First, the Bar Association takes exception to the fact that a person acquitted of an offence can be subjected to a serious crime prevention order when such a provision is not in the United Kingdom legislation. But in the United Kingdom, although it does not have a similar provision, people who have not been convicted of an offence can still be subjected to a crime order. So the difference between the New South Wales legislation and the United Kingdom provision seems to be a recognition in this bill that there is a difference between the standard of proof in civil and criminal cases and it is possible that although someone has not been found guilty beyond reasonable doubt there may be sufficient evidence on the balance of probabilities to justify, not a punitive order as the Court of Appeal in England said, but a preventative order against the person. I also note that in any civil case, when a serious allegation is made against a person a higher standard of proof than an ordinary civil case is required—it is called the Briginshaw standard. It is highly unlikely that a defendant acquitted on the balance of probabilities would be able to be found to the Briginshaw standard of a civil case such to allow a serious crime prevention order.
The second matter that the Bar Association raised in its paper yesterday was that hearsay evidence would be permitted in New South Wales when it is not permitted in the United Kingdom. However, there are many exceptions to the hearsay rule in New South Wales even under our existing laws. The fact that a judge is acting on hearsay evidence will strongly influence the judicial discretion if that hearsay evidence is not of sufficient veracity to warrant an order. Again, the use of hearsay evidence will have only a limited difference from the way in which the legislation operates in the United Kingdom.
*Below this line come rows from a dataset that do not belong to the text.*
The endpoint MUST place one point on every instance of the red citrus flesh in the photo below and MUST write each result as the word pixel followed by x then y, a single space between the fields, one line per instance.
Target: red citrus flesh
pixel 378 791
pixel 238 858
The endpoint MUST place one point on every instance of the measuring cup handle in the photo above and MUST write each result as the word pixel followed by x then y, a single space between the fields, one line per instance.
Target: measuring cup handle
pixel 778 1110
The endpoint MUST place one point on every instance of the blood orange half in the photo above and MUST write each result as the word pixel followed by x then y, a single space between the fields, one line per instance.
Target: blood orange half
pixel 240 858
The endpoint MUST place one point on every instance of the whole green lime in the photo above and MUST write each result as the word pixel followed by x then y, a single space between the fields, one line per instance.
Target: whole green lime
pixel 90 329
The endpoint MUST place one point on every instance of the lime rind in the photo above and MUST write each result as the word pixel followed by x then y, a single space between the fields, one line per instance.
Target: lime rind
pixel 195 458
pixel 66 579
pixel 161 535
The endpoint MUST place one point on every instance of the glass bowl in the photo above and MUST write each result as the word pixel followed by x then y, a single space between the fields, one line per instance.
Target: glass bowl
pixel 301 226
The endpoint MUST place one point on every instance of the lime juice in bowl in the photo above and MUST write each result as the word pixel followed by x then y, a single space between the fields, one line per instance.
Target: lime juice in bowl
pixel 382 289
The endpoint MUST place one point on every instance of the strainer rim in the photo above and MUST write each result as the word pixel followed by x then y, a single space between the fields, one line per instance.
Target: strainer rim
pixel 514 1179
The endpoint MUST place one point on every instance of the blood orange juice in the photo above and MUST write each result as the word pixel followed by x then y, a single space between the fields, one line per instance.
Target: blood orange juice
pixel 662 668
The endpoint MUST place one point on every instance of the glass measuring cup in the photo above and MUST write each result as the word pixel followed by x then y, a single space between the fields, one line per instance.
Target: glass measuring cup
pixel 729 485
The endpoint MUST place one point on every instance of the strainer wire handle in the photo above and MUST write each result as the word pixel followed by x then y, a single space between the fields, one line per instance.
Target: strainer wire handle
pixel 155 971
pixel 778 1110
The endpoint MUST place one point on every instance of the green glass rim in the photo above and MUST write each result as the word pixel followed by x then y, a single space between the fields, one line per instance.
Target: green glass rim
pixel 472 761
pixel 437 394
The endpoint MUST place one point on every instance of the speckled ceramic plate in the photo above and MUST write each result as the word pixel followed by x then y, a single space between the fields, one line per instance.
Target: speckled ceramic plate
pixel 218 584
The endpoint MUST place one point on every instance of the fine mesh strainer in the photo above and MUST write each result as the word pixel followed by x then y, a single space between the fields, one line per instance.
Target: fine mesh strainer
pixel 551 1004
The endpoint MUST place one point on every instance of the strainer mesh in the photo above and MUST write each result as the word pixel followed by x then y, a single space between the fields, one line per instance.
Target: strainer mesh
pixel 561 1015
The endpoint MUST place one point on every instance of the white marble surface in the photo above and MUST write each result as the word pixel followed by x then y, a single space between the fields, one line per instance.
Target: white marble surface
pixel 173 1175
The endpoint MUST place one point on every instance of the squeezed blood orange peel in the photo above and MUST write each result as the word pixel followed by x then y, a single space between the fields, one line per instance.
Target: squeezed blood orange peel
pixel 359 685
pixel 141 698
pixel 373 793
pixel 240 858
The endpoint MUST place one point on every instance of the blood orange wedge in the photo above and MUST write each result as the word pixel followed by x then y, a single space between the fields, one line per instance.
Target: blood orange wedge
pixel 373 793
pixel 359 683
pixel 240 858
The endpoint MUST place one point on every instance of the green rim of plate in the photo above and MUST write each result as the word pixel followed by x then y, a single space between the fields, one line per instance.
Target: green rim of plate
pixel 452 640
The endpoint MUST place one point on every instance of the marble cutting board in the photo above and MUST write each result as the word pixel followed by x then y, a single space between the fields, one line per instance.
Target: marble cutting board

Thirdly, the Bar Association made a distinction between the New South Wales and United Kingdom legislation around the words "the reasonable grounds to believe", which I suggest is a distinction without any difference and not a valid point. Fourthly, the Bar Association said that the New South Wales legislation does not have non-limiting examples of the types of orders as appears in the United Kingdom legislation.
However, the flexibility given to judges should be admired and not criticised.
Fifthly, the difference between the class of applicants mentioned in the United Kingdom legislation and in this bill is not significant because in both the United Kingdom and New South Wales the most important protection of the rights of the individual is the fact that judges are the ones who will give the orders. Judges are not robotic officers required to make certain orders depending on the character of the applicant.
Sixthly, the Bar Association made the point that there is an express right in the United Kingdom legislation for third parties to make representations in proceedings if orders that are proposed to be made could affect them. Under the existing common law of Australia, decided in the Super League case and in other cases, third parties need to be taken into account when injunctive orders are made. I am confident that the courts of this State will apply that common law without the necessity for it to be expressly stated in this bill. For those reasons I commend the bill to the House.